Q: I wrote a script based on my grandfather’s service in World War II. It’s obviously very personal. We’ve got a filmmaker whom we really like who’s interested in optioning it. I think this guy will do a great job, but my grandfather is still alive and I just want to make sure his image and story are going to be protected. I don’t think there’s anything I can do about it but thought I’d check with you guys…
A: Every writer’s script is that writer’s baby and, to a person, they’re almost all concerned that some producer is going to acquire their script and turn it from Gone with the Wind to Gone in 60 Seconds (the Nic Cage version).
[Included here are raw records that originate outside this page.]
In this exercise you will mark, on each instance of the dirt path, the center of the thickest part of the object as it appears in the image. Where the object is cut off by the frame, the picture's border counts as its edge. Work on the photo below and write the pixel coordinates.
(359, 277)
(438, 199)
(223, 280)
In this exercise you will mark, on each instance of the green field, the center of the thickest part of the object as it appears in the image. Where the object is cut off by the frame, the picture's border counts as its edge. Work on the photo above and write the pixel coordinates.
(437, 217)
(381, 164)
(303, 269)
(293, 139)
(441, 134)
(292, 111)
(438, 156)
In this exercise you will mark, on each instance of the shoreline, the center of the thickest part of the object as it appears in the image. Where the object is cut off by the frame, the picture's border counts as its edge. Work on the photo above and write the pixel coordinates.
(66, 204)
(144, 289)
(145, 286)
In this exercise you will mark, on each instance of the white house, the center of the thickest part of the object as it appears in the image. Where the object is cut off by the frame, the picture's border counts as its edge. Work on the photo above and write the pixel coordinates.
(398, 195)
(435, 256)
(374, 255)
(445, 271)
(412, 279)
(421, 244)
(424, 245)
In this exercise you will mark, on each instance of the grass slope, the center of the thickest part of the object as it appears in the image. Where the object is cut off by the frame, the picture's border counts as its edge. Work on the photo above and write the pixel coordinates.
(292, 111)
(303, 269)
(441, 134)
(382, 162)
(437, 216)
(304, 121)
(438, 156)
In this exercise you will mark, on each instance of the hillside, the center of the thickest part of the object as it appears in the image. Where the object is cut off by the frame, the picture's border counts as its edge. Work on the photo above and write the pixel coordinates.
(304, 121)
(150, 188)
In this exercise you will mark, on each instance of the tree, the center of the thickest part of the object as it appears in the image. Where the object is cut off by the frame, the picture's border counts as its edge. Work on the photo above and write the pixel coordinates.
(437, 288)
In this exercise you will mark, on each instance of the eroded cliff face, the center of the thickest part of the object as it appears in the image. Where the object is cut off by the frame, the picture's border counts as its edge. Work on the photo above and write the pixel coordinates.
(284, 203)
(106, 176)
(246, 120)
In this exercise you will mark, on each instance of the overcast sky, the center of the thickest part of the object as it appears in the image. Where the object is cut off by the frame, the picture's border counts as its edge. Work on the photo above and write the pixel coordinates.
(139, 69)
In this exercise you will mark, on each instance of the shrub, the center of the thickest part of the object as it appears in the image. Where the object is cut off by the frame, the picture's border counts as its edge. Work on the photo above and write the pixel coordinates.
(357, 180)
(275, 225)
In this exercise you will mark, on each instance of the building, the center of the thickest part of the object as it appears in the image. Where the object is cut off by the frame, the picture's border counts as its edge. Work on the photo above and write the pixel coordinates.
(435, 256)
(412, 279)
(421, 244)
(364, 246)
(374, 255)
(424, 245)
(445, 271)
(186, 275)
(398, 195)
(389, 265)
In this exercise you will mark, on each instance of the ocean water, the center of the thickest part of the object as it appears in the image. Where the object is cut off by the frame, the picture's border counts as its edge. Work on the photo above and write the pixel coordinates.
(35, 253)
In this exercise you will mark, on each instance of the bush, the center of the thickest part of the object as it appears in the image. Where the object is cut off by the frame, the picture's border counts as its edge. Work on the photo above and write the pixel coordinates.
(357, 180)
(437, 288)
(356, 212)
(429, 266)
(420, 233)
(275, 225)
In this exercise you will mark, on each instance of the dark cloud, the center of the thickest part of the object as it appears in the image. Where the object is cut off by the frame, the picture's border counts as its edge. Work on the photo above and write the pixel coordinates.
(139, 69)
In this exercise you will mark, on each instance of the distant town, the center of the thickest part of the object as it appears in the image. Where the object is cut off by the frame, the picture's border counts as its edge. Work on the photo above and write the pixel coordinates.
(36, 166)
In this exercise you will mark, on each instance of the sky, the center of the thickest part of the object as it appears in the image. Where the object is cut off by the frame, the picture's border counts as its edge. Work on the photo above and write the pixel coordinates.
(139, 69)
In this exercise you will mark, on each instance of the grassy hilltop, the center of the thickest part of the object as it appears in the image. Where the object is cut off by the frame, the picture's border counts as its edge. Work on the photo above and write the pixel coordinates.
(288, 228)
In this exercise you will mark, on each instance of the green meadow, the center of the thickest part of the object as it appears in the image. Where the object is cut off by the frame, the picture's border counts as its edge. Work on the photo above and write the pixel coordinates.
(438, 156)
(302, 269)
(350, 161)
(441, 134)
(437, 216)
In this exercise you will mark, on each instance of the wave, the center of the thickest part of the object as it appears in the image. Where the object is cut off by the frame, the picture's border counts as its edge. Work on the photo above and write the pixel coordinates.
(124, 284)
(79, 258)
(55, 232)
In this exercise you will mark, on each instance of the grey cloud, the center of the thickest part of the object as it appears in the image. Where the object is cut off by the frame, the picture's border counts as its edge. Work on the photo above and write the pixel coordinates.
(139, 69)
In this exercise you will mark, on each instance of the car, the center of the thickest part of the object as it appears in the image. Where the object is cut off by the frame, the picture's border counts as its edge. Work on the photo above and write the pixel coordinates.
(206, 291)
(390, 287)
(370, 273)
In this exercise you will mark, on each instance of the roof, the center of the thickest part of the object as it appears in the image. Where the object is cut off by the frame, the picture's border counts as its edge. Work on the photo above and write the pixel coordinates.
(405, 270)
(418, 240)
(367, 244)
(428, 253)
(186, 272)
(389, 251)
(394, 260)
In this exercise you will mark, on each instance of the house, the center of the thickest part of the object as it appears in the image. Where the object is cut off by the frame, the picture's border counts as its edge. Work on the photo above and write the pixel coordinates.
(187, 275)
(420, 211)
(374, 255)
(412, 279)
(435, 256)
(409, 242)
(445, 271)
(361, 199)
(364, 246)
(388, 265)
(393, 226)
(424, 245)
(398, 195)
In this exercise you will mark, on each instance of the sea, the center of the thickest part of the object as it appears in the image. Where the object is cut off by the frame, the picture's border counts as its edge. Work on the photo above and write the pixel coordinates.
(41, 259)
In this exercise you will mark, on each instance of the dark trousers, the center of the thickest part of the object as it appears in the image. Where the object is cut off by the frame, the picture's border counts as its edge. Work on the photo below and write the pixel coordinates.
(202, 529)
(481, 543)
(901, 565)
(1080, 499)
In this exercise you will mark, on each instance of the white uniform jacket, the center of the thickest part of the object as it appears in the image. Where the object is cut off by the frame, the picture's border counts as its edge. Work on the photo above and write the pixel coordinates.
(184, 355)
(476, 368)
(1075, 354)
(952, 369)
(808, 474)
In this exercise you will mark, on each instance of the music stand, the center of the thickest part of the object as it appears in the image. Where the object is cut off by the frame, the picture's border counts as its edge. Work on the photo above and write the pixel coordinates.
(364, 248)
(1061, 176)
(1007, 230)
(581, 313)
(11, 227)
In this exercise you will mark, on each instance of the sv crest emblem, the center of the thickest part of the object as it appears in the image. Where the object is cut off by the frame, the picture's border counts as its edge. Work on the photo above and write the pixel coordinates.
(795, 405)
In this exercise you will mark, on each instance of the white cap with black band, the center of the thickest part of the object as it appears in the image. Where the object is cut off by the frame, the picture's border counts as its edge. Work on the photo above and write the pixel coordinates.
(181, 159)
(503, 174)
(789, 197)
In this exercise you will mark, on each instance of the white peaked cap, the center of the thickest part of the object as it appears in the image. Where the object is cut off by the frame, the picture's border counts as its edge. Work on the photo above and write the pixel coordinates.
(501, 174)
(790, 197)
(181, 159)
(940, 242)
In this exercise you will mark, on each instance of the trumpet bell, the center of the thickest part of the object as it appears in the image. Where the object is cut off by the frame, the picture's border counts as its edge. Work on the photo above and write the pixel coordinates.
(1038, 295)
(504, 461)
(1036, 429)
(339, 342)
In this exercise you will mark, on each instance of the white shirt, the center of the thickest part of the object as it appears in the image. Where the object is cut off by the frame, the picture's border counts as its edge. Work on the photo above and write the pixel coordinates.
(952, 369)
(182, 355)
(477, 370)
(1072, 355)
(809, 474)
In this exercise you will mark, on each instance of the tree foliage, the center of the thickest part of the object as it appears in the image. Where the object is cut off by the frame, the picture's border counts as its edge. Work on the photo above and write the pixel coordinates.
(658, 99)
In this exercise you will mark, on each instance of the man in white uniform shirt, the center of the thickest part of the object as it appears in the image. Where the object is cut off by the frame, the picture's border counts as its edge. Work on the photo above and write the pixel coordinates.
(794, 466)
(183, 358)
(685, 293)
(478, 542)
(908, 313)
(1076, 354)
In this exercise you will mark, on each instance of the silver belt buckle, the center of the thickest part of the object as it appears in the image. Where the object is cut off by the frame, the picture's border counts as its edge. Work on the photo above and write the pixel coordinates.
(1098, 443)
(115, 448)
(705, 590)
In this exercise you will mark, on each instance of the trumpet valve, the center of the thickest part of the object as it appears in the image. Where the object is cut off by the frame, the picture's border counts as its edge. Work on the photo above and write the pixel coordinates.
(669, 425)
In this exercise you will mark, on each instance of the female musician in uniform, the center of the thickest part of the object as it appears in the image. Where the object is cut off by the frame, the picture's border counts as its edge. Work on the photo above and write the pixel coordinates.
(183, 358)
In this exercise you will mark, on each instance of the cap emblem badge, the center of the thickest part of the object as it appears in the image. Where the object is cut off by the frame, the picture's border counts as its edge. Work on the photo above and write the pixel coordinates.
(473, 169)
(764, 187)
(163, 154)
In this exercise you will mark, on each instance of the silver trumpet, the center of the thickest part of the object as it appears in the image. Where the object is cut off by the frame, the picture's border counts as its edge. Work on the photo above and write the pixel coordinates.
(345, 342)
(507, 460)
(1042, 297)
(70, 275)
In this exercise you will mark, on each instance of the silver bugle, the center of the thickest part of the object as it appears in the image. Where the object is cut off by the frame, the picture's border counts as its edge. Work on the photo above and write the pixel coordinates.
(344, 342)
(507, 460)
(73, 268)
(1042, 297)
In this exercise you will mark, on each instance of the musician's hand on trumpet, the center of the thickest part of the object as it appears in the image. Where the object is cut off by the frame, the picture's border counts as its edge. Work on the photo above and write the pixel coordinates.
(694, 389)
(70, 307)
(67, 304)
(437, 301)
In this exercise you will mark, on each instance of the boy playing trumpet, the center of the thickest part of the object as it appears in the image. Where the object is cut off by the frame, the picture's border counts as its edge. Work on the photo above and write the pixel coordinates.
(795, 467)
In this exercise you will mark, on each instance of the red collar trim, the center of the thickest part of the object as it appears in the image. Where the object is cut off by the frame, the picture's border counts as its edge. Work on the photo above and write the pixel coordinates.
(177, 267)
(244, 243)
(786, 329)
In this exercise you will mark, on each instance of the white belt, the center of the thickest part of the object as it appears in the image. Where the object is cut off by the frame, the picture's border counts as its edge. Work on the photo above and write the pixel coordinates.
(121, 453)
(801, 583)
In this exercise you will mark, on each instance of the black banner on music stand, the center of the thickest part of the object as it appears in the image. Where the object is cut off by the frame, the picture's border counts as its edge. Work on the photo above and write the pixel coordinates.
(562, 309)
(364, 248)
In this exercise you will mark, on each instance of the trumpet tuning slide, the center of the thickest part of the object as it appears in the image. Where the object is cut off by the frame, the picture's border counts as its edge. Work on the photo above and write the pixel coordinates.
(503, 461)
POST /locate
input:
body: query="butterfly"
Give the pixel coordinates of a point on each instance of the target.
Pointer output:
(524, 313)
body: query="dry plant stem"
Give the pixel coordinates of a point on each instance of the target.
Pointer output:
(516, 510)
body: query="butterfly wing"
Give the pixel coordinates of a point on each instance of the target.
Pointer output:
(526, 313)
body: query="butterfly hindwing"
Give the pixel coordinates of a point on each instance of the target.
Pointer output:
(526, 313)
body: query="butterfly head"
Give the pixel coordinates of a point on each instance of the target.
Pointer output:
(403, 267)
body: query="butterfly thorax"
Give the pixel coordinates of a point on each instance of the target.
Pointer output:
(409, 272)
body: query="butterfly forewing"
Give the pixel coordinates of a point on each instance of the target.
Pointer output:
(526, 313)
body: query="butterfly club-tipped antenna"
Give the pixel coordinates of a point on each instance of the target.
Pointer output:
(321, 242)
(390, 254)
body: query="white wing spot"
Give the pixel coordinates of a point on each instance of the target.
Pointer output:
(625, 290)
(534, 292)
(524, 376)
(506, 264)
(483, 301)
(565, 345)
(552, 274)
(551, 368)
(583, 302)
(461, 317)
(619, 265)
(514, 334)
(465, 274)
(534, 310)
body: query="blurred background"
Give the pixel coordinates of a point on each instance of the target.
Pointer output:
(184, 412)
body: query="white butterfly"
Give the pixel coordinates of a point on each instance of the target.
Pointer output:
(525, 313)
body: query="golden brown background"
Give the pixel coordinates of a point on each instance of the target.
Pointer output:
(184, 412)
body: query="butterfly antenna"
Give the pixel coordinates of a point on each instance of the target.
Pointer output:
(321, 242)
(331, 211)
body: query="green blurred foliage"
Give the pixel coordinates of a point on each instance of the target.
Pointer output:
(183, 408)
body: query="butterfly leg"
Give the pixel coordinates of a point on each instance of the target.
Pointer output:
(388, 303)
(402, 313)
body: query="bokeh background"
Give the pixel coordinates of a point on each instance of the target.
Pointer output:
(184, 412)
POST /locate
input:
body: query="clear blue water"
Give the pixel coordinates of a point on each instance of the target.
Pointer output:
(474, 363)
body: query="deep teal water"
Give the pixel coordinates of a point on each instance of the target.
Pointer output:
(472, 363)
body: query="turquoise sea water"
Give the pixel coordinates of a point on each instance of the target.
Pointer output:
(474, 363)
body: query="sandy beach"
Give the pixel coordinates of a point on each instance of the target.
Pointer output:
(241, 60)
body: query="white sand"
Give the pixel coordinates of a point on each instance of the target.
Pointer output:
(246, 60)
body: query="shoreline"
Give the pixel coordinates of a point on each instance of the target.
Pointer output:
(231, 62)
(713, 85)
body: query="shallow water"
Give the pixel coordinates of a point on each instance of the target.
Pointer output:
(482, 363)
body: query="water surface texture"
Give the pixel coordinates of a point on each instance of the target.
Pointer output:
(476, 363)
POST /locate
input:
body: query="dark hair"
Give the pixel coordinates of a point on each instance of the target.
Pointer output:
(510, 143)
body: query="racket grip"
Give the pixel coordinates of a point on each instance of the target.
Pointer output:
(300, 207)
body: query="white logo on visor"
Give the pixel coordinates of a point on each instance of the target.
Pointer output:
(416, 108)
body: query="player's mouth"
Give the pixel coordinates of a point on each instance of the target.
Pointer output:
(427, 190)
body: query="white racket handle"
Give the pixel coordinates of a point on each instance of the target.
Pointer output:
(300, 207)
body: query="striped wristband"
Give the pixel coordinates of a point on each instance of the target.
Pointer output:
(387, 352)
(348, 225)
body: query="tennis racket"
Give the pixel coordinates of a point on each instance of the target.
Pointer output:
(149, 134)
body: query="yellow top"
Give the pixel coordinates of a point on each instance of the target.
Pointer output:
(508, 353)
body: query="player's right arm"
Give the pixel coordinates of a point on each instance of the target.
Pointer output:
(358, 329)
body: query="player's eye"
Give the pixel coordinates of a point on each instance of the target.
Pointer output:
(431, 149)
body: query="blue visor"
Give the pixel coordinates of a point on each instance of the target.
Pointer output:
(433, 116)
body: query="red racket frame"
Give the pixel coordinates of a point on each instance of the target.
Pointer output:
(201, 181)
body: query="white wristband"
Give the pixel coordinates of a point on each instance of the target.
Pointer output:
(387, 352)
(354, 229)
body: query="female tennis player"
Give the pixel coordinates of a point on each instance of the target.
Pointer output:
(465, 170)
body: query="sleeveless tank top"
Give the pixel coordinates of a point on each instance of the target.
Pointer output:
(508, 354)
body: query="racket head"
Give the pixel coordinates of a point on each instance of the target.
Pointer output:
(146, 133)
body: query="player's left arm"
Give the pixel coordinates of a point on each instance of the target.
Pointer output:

The problem is, every producer is afraid they’re going to acquire a script and have some obnoxious screenwriter chirping in their ear telling them how to make the movie (producer’s generally think screenwriters should be kept in small, dark, smoky rooms filled only with coffee mugs and typewriters). Once screenwriters sell their scripts, they’re usually no longer involved, unless they have some right to do rewrites.
This can be especially problematic, however, when you’re dealing with a true life story. It’s one thing if a producer turns your fictional character from a peace-loving tree-hugger to a chain-smoking seal-clubber, but it’s a whole different story if that was an actual person, especially if that person is close to the writer and alive.
The fear for you is that they’ll somehow take your grandfather’s story and change it in a way that changes his image or story which would be incredibly upsetting for him. Therefore, you’re well within your rights to ask for certain limited approval rights when it comes to changes to the script the filmmakers may make.
A word of warning: this can be tricky because a producer’s soul will tell him to balk at giving a screenwriter any kind of approval rights. Therefore, make sure you’re sensitive to this — appeal to that producer’s soul (no matter how tiny and black) and explain what it would do to your grandfather if he was to see his true story twisted and changed.
I would recommend asking for approval only over material changes to events in the script or portrayals of any true life individuals. In other words, if the producer wants to add fictional characters or scenes that were not in your original script, they could do so without needing your approval. But if they were going to, for example, turn your grandfather’s true-life friendship with a woman into a fictionalized sexual relationship, they would need your approval (because it would qualify as a material change to both true life events and your grandfather’s character).
You can’t hope to control the final vision of the picture, but you are justified in looking to protect your grandfather’s story.